Taxonomy Embeddings on PubMed Article Subject Headings
Abstract
Machine learning approaches for hierarchical partial-orders, such as taxonomies, are of increasing interest in the research community, though practical applications have not yet emgerged. The basic intuition of hierarchical embeddings is that some signal from taxonomic knowledge can be harnessed in broader machine learning problems; when we learn similarity of words using word embeddings, the similarity of *lion* and *tiger* are indistinguishable from the similarity of *lion* and *animal*. The ability to tease apart these two kinds of similarities in a machine learning setting yields improvements in quality as well as enabling the exploitation of the numerous human-curated taxonomies available across domains, while at the same time improving upon known taxonomic organization problems, such as partial or conditional membership. We explore some of the practical problems in learning taxonomies using bayesian networks, partial order embeddings, and box lattice embeddings, where box containment represents category containment.

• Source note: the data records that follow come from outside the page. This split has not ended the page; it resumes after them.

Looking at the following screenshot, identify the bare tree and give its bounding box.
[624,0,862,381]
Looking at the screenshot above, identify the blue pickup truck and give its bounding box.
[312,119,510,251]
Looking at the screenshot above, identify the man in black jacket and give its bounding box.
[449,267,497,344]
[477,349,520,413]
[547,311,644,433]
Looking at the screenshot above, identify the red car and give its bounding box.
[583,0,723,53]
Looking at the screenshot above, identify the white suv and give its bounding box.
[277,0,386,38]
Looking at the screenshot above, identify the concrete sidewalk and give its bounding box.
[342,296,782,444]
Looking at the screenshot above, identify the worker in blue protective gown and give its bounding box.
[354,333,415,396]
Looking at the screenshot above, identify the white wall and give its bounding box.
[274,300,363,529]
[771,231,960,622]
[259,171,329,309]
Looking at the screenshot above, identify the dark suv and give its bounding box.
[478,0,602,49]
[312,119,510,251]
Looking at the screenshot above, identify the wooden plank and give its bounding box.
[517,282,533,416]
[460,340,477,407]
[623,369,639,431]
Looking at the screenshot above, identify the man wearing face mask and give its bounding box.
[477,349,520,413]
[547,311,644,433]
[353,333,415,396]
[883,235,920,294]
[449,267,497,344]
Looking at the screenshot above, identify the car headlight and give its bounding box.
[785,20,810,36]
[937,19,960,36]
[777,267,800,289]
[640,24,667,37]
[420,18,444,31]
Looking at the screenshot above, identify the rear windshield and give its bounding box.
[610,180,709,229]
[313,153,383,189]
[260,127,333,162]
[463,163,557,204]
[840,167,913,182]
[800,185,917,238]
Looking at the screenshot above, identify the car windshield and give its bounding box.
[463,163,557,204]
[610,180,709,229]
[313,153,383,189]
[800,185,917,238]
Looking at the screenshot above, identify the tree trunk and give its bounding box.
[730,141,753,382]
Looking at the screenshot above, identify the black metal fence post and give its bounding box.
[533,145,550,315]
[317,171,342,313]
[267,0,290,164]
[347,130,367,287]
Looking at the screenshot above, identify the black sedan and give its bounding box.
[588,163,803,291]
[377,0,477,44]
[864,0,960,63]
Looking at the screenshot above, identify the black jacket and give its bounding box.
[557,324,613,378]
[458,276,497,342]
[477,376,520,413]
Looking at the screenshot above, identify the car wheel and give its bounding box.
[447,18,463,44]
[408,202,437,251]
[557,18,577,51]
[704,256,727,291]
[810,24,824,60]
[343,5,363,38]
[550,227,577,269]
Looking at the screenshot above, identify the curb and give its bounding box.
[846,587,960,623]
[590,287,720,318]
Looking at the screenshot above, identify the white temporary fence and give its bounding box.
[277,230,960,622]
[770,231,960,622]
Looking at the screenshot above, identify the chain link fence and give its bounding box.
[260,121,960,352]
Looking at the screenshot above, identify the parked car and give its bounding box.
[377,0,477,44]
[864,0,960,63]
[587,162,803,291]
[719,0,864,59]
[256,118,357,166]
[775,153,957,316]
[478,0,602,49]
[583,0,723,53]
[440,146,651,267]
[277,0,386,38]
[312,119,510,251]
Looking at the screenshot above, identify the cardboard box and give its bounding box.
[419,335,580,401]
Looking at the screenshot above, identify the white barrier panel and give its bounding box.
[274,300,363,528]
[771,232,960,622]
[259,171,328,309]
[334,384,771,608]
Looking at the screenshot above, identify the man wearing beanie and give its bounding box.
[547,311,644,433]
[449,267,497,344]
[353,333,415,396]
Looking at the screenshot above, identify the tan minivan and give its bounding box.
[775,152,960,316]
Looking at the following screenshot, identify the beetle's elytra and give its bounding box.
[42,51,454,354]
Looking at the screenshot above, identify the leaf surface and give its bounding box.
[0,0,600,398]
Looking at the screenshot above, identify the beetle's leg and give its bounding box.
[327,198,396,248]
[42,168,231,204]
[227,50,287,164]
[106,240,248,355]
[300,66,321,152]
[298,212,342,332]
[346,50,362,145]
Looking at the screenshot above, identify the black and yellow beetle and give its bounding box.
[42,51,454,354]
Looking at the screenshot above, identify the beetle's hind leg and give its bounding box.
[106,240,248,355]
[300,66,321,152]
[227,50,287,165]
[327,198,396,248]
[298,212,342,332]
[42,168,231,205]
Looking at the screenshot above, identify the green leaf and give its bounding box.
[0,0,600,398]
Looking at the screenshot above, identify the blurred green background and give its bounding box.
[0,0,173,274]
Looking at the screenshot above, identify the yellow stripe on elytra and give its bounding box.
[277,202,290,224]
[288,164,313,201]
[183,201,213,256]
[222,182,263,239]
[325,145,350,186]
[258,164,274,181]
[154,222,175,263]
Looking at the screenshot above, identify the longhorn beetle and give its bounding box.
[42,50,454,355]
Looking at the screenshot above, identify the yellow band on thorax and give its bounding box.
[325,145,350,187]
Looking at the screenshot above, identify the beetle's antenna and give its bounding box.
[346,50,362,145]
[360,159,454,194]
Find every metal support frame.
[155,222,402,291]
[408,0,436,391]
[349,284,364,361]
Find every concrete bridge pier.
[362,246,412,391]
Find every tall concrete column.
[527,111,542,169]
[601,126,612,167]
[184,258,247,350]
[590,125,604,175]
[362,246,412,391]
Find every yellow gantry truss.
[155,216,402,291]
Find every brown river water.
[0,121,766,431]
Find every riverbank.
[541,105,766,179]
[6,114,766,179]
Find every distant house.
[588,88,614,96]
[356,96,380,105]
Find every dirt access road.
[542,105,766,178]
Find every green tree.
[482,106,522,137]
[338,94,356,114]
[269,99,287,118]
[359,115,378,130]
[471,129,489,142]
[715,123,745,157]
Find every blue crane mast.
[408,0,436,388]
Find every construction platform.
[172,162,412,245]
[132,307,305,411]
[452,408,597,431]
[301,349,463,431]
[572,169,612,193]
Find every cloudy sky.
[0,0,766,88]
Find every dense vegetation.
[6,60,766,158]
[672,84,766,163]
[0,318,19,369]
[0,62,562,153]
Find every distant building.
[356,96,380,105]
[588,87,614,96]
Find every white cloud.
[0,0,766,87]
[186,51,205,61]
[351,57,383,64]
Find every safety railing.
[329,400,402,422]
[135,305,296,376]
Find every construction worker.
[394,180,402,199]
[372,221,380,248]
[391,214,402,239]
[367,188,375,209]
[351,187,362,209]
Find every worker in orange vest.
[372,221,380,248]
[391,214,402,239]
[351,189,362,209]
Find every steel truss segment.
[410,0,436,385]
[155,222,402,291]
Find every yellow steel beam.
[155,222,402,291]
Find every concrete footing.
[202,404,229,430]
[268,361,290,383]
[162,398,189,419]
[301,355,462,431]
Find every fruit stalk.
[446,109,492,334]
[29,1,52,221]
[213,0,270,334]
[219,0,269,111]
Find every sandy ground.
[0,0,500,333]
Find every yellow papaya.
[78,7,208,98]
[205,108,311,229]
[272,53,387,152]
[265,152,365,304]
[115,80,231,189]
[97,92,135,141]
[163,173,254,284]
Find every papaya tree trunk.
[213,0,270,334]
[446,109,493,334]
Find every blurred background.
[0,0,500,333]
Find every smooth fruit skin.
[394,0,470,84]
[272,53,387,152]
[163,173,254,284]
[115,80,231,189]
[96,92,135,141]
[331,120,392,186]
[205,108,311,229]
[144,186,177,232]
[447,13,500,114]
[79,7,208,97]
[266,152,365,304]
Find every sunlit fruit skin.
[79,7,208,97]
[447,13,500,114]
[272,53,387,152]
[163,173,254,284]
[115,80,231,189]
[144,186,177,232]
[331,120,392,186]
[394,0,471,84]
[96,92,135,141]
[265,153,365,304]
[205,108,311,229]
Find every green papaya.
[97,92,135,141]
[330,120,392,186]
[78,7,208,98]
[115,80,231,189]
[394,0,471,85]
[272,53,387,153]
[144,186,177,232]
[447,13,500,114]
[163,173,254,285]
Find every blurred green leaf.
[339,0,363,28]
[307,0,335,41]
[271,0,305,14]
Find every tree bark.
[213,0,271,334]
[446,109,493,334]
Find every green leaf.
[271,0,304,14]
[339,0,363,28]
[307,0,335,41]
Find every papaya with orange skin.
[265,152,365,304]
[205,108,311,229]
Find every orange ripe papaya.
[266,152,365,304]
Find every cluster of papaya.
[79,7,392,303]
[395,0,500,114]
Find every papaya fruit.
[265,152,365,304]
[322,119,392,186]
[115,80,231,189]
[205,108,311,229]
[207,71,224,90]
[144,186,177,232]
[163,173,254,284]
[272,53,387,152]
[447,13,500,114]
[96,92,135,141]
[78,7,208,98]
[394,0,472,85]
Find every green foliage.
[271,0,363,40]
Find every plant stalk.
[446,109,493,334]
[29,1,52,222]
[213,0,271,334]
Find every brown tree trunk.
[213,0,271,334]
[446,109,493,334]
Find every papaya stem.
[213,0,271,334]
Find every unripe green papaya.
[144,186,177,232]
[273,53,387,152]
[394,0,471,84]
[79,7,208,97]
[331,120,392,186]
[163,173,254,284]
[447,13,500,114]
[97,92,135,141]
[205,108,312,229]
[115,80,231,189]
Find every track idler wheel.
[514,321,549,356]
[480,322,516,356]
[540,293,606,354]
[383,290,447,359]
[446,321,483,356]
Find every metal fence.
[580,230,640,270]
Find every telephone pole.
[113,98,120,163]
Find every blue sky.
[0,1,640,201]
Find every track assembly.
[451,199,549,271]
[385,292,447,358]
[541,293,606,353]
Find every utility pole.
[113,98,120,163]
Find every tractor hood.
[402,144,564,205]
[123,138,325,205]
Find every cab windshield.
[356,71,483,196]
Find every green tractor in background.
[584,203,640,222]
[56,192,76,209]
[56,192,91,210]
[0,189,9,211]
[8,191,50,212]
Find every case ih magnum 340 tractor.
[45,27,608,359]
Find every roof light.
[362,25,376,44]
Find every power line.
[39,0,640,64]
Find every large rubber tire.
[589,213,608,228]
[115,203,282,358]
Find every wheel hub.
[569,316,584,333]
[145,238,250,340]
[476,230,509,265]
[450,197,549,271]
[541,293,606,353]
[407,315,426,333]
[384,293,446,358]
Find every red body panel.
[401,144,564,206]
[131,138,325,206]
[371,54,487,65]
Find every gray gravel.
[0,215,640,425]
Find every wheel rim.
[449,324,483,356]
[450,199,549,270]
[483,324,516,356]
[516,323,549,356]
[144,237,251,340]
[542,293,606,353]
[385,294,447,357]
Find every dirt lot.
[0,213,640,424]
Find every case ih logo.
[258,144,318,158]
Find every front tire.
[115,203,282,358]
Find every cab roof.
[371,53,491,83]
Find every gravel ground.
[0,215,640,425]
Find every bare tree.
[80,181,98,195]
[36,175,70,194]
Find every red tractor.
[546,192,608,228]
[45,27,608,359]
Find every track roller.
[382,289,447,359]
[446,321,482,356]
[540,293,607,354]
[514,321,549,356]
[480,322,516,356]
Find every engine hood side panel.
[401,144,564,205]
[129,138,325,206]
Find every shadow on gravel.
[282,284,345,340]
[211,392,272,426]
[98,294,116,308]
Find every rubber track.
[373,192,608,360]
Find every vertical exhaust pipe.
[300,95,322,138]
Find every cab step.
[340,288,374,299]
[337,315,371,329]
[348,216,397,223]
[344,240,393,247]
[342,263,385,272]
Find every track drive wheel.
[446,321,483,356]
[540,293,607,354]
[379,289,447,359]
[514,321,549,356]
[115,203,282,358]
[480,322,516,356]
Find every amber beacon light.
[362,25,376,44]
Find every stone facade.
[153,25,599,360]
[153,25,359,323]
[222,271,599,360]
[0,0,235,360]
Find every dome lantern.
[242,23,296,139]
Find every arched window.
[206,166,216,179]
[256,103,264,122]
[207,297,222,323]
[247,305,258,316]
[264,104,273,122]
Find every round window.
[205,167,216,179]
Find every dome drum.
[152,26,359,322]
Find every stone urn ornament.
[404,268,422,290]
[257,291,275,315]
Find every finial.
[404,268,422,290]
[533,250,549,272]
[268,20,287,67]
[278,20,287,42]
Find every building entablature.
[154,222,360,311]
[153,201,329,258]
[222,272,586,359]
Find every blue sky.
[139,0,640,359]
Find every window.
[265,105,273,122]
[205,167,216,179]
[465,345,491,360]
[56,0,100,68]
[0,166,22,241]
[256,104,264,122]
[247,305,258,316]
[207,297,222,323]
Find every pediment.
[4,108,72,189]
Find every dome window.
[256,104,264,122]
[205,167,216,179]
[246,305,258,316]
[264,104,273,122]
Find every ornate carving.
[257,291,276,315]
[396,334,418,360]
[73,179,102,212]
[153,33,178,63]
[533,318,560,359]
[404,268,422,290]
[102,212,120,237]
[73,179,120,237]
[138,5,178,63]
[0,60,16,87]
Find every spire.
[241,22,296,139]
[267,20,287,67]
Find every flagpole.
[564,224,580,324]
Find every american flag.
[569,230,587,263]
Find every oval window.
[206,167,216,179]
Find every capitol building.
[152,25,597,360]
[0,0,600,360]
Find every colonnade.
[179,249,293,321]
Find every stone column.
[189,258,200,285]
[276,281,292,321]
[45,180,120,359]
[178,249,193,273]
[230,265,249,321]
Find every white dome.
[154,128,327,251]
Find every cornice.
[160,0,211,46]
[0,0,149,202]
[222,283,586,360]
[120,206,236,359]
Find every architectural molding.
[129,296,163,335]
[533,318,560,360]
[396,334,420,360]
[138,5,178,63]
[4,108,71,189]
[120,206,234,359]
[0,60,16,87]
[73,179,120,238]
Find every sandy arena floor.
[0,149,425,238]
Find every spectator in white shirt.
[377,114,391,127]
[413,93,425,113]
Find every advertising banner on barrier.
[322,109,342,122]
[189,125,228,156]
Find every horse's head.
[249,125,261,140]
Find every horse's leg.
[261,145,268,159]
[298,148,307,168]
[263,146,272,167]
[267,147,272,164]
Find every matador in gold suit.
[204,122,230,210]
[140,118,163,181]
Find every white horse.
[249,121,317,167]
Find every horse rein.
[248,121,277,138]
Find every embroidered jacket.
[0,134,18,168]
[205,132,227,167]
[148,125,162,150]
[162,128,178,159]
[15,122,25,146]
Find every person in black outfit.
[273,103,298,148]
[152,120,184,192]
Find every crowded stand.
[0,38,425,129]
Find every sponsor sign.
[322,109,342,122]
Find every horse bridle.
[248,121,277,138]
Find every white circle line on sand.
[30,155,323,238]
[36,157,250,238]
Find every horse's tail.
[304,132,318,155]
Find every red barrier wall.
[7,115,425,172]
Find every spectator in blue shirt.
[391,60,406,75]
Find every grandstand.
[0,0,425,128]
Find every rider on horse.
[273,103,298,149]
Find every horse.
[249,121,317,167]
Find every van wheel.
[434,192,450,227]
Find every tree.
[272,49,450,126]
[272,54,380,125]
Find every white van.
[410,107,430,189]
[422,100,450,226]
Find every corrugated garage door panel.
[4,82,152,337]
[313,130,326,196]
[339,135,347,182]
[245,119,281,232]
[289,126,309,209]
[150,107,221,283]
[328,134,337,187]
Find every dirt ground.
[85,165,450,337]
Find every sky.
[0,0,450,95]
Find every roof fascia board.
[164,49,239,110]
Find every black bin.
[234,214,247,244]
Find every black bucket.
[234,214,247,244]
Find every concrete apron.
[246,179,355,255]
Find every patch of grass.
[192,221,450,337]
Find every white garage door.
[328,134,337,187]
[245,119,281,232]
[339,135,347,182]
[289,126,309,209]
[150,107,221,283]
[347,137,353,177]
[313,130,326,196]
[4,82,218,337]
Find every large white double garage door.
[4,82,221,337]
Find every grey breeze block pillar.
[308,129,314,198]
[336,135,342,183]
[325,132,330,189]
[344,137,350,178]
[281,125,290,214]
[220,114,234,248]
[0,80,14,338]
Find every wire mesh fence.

Using open data from pubmed articles with human assigned MeSH labels, we investigate the impact of taxonomic information, negative sampling, instance sampling, and objective functions to improve performance on the taxonomy learning problem. We discovered a particular problem for learning box embeddings for taxonomies we called the box crossing problem, and developed strategies to overcome it. Finally we make some initial contributions to using taxonomy embeddings to improve another learning problem: inferring disease (anatomical) locations from their use as subject labels in journal articles. In most experiments, after our improvements to box models, the box models outperformed the simpler Bayes Net approach as well as Order Embeddings.